Lou Reed joins wife Laurie Anderson on stage in NY
Veteran rocker Lou Reed joined his wife Laurie Anderson onstage for a song on the lost art of conversation and empty relationships in Anderson’s new performance piece “Homeland”, which had its final performance at Lincoln Center’s Rose Theater in New York on Saturday. It was a haunting mix of styles — Lou Reed’s raw and gritty electric guitar and Anderson’s trademark electric violin. The newlyweds’ duet — Reed and Anderson married in April — was the musical high point of the evening.
The rest of the music was mostly slow-moving and atmospheric, often chilling.

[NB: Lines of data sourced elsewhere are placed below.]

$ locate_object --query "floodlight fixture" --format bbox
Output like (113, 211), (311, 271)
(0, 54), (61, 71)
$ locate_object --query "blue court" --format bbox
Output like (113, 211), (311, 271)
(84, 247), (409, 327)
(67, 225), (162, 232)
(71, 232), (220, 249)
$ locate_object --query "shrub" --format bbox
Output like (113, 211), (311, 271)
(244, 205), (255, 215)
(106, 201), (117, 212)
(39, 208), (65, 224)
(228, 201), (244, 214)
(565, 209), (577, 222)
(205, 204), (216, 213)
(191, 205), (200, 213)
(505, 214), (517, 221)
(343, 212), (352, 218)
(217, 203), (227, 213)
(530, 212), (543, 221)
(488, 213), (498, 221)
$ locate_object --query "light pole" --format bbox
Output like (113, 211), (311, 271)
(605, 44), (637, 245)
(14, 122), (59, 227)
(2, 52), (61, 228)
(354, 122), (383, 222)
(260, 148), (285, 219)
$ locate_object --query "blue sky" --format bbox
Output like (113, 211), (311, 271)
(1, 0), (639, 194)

It was reminiscent of the avante garde performance artist’s works from the 1980s, relying on synthesizers, live and electronic percussion and voice distortion, spiced up with viola, bass and trumpet licks.
As the title indicates, “Homeland” is a political work, probably Anderson’s most political “concert poem” in a long time. She explained the title in a recent interview: ”It’s a fuzzy word that Americans don’t use,” Anderson said. “You don’t just say ‘homeland’. The next word is ’security.’”

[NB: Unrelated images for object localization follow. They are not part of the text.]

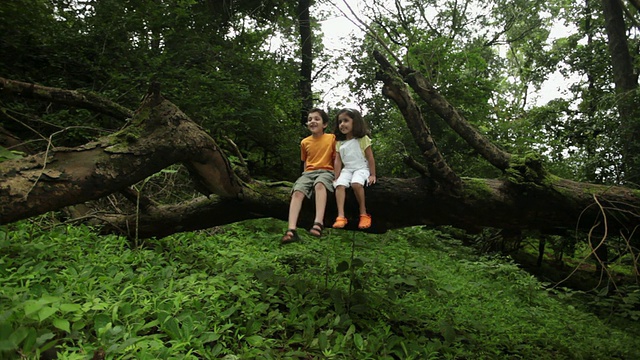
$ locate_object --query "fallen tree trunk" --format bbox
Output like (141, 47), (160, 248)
(0, 78), (638, 243)
(96, 175), (638, 240)
(0, 88), (242, 224)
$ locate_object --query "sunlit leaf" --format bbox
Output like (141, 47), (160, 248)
(53, 318), (71, 333)
(38, 306), (57, 322)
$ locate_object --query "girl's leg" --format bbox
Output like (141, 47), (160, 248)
(332, 185), (348, 228)
(352, 182), (367, 215)
(335, 185), (346, 218)
(352, 182), (372, 229)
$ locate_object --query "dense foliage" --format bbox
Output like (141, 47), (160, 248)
(1, 220), (638, 359)
(341, 0), (639, 183)
(0, 0), (307, 179)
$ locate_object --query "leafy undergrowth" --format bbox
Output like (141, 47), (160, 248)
(1, 220), (639, 359)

The narration for one song calls to mind Iraq’s non-existent weapons of mass
destruction: ”And other experts looking for weapons find things, like cleaning fluids and refrigerator rods and small magnets, and they say, ‘These may look like common objects to you, but to us they could be weapons, or they could be used to make weapons or to ship weapons or to store weapons, because only an expert can see they might be weapons.’”

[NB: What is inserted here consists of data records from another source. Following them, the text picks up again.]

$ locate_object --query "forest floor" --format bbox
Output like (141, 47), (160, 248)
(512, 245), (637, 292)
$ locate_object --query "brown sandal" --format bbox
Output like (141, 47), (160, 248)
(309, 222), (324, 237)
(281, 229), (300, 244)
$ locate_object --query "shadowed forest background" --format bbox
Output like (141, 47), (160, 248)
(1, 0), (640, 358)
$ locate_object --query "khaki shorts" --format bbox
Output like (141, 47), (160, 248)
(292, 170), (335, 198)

But there is more to “Homeland” than politics. The roughly 100-minute performance is often a humorous meditation on our world. One song describes the massive underwear ads that are omnipresent on New York City buildings. Anderson calls the models “underwear gods” and imagines the gigantic murals coming to life and walking through the city — “enormous” and “perfect”.
Anderson offers a collection of verbal and musical fragments that encourage us to step back and think about wars, government surveillance, and our insecurities but she says she’s not messianic about this.
“I don’t think art’s a very good way to convince people,” she told the Village Voice.